1. This is a suit be certain reversioners, and the object of the suit is to set aside a permanent lease of certain property granted by their mother, who was a Hindu widow. The lease was granted to the defendants in consideration of a rent and of a premium of about 400 rupees. The lower Appellate Court has found that the lease was for the benefit of the estate. It has found that the previous tenants on the property would not adhere to it, because it was not profitable, and that it was impracticable, the land being jungle, to bring it under cultivation without spending a substantial sum on its improvement. In those circumstances the lady decided to grant the lease in question. It has also been found that the bargain was a good one and that both the bonus and the rents went into the pockets of the plaintiff’s; and that what the mother did was for the good of the plaintiffs, and the latter have been benefited by her act. The District Judge refused to set aside the lease, and the plaintiffs hare appealed. The question is whether on these findings we can properly say that the lease ought to be set aside.

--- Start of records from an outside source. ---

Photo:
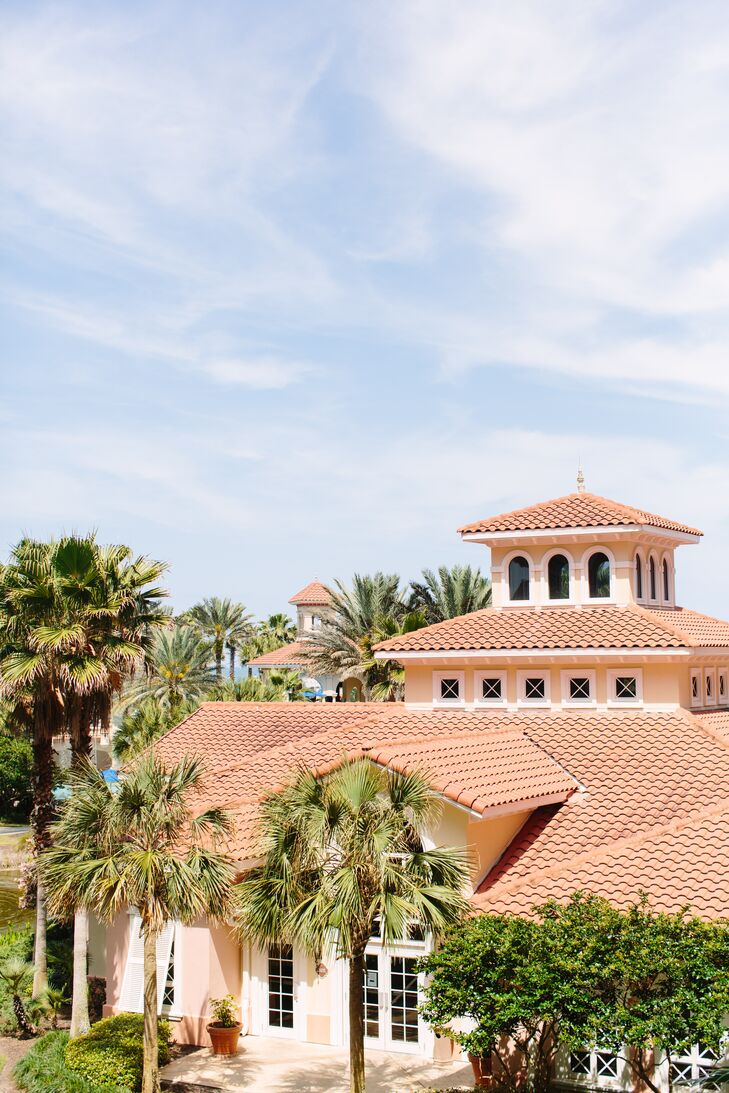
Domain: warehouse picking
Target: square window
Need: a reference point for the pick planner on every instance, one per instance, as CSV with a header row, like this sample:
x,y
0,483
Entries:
x,y
626,686
579,688
450,689
491,688
533,688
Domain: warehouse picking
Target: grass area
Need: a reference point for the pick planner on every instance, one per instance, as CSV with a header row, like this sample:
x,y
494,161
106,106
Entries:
x,y
44,1070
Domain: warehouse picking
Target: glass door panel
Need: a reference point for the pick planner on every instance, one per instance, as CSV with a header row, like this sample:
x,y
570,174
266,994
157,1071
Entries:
x,y
281,987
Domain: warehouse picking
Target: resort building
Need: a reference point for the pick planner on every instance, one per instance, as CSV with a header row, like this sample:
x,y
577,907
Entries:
x,y
577,731
313,609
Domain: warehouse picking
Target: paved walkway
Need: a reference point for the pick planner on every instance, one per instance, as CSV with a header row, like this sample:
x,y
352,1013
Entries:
x,y
285,1066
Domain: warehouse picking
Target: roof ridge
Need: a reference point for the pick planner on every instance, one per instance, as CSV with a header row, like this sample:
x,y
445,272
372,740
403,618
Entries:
x,y
532,878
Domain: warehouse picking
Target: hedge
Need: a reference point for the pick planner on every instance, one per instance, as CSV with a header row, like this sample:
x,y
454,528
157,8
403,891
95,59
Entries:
x,y
44,1069
112,1053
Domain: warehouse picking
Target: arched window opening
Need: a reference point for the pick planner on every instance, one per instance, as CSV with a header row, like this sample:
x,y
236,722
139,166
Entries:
x,y
518,578
559,577
598,573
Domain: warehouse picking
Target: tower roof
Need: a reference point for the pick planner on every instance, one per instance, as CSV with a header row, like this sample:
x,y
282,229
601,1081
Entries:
x,y
315,595
575,510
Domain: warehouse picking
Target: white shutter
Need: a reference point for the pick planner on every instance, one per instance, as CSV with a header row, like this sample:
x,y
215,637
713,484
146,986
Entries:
x,y
132,987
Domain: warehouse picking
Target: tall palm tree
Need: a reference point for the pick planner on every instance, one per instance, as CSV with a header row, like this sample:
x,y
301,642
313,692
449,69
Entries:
x,y
340,853
451,592
177,670
363,615
143,847
222,623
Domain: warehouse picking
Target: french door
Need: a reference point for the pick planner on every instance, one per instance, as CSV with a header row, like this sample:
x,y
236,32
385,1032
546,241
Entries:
x,y
390,1001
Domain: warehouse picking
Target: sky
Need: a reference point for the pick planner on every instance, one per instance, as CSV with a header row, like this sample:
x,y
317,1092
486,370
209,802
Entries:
x,y
292,290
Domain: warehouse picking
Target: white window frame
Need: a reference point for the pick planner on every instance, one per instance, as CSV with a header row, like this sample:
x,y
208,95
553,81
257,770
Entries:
x,y
448,703
597,600
587,673
722,674
505,577
521,685
478,689
612,676
545,576
709,677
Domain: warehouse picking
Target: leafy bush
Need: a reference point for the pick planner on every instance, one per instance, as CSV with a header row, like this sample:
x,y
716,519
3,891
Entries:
x,y
112,1054
15,763
44,1070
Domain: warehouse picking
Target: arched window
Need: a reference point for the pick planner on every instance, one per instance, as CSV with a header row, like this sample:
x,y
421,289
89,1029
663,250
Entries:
x,y
559,577
598,573
518,578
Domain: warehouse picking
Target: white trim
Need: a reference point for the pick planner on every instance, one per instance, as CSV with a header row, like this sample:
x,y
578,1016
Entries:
x,y
448,703
478,689
613,701
590,676
615,530
521,685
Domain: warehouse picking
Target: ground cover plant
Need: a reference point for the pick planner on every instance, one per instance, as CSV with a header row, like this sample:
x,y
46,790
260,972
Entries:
x,y
112,1054
44,1069
580,975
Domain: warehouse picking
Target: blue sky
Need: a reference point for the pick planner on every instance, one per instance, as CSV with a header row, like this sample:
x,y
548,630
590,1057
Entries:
x,y
292,290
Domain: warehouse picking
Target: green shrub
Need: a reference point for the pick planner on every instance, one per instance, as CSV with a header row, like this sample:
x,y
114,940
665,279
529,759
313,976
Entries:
x,y
112,1054
44,1070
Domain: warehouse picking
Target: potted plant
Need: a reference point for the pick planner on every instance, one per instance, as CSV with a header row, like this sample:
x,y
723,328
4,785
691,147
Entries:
x,y
224,1029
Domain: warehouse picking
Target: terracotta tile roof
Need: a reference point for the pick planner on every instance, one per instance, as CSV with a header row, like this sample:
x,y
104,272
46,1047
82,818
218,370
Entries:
x,y
646,777
697,630
285,656
574,510
315,595
602,627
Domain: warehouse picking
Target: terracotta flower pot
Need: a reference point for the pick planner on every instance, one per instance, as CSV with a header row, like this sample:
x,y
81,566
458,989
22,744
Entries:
x,y
224,1038
482,1071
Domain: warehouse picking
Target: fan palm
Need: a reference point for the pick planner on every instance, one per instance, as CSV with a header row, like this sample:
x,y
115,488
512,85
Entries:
x,y
177,670
223,624
362,615
341,853
451,592
142,846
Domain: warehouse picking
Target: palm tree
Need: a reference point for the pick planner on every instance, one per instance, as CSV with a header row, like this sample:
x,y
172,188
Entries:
x,y
453,592
362,616
340,853
142,846
145,723
177,670
223,624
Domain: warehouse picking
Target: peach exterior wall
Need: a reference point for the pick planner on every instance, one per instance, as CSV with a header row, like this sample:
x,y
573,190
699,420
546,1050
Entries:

2. It is urged for the appellant that “the lease is not binding upon them and that the mother (the widow) had no power to grant it. I am a little surprised to find that there is so little authority upon the point, although one would have thought that such cases would often have arisen. The principle, however, seems to be laid down by two cases before the Judicial Committee, Hunooman Persaud Panday v. Mussummat Babooee Munraj Koonweree (1856) 6 M.I.A. 393 and a more recent case, Kameswar Pershad v. Run Bahadur Singh (1880) I.L.R. 6 Calc. 843. Those cases seem to show that a Hindu widow, as regards the management of the estate has not less power than the manager of an infant’s estate, and that the latter could grant a lease such as the present, if it were for the benefit of the estate. In the case of Kameswar Pershad v. Run Bahadur Singh (1880) I.L.R. 6 Calc. 843 their Lordships say this: “Their Lordships in no degree depart from the principles laid down in the case of Hunooman Persaud Panday v. Mussummat Babooee Munraj Koonweree (1856) 6 M.I.A. 393, which has been so often cited. They have applied those principles in recent cases not only to the case of a manager for an infant, which was the case there, but to transactions on all fours with, the present, namely alienations by a widow and to transactions in which a father, in derogation of the rights of his son under the Mitakshara law, has made an alienation of ancestral family estate.”

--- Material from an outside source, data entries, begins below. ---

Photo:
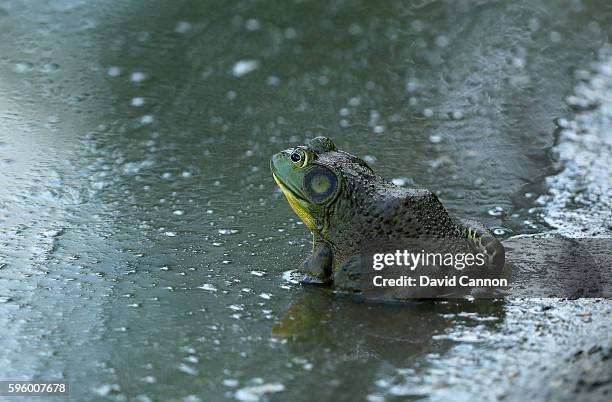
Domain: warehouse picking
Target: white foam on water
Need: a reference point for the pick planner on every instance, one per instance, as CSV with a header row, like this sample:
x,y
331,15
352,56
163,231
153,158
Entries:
x,y
578,202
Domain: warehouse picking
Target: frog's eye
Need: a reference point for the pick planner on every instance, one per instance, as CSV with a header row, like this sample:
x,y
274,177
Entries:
x,y
320,184
300,157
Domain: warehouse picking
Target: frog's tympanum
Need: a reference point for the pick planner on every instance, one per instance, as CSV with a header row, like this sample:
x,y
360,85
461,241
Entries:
x,y
346,205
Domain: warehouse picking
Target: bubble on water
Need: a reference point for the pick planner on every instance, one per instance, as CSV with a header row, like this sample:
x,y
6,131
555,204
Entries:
x,y
137,101
400,181
290,33
230,382
23,67
496,211
255,393
435,138
457,115
147,119
273,81
106,389
207,286
192,359
49,67
138,77
252,24
370,159
417,25
227,231
355,29
355,101
534,24
441,41
244,67
183,27
187,369
555,36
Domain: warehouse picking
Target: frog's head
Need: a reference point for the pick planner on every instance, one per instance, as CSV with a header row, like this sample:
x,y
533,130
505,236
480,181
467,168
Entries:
x,y
312,176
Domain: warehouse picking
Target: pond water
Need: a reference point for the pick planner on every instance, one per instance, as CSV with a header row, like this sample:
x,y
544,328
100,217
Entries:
x,y
143,241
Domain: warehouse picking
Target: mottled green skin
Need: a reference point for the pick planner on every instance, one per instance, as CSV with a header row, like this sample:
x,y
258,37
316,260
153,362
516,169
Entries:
x,y
366,207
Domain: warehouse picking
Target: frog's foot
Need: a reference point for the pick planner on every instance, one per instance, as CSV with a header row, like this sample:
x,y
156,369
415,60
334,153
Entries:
x,y
310,279
483,241
349,278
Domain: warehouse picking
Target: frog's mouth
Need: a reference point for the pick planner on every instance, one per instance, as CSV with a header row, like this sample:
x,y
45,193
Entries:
x,y
297,203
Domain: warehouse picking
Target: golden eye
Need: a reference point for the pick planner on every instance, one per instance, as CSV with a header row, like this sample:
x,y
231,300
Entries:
x,y
299,157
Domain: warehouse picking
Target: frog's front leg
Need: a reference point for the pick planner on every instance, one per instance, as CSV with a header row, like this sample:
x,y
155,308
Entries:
x,y
483,241
317,268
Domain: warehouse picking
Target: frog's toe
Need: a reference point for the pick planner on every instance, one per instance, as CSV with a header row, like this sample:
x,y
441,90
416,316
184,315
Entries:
x,y
310,279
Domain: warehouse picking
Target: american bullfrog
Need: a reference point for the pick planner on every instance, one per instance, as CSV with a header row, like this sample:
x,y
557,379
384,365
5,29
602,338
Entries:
x,y
345,204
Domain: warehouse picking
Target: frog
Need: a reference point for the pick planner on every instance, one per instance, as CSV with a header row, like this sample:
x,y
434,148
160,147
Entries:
x,y
346,205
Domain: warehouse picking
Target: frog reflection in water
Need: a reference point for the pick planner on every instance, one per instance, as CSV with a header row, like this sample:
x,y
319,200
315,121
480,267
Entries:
x,y
346,205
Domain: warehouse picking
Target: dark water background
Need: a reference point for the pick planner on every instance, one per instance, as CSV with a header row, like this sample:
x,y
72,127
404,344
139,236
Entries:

3. Going back then to the case of Hunooman Persaud Panday v. Babooee Munraj Koonweree (1856) 6 M.I.A. 393, we find that the Judicial Committee says: “The power of the manager for an infant heir to charge an estate not his own, is under the Hindu law, a limited and qualified power. It can only be exercised rightly in a case of need, or for the benefit of the estate But where in the particular instance, the charge is one that a prudent owner would make in order to benefit the estate, the bond fide lender is not affected by the precedent mismanagement of the estate.”

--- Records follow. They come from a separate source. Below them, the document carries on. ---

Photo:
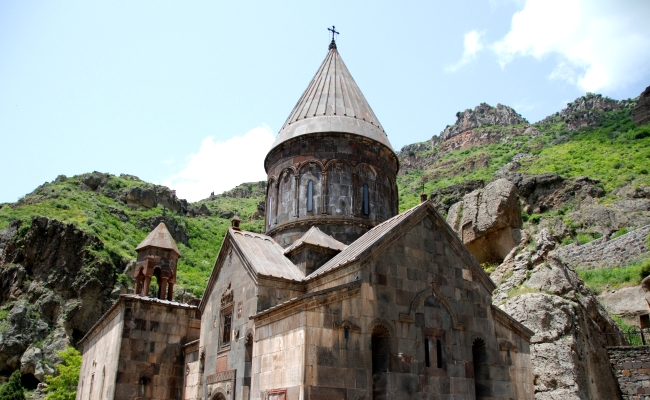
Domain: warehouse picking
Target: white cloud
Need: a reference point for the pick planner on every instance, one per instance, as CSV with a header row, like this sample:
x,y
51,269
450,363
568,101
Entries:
x,y
472,45
600,44
220,166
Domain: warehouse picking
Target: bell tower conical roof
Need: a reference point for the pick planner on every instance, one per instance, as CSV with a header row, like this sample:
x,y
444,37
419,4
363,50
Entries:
x,y
332,103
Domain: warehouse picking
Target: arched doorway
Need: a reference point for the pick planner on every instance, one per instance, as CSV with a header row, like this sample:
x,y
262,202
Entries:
x,y
381,346
481,370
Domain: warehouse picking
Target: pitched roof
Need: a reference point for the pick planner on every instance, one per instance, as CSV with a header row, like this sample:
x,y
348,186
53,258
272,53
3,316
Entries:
x,y
160,238
332,103
265,255
359,246
316,237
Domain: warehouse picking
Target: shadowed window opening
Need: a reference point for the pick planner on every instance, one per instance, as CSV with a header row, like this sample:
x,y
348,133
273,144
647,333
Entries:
x,y
310,195
227,323
366,199
427,362
380,349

4. In those two cases, no doubt, the question was one of the validity of a charge created by a manager, but the principle of these cases seem to me to apply to a case of the present nature Each case must depend upon its owe circumstances, and I think that, upon the findings of the Lower Appellate Court in the present case, the view taken by the District Judge is right.
5. The appeal must be dismissed with costs.
6. I agree.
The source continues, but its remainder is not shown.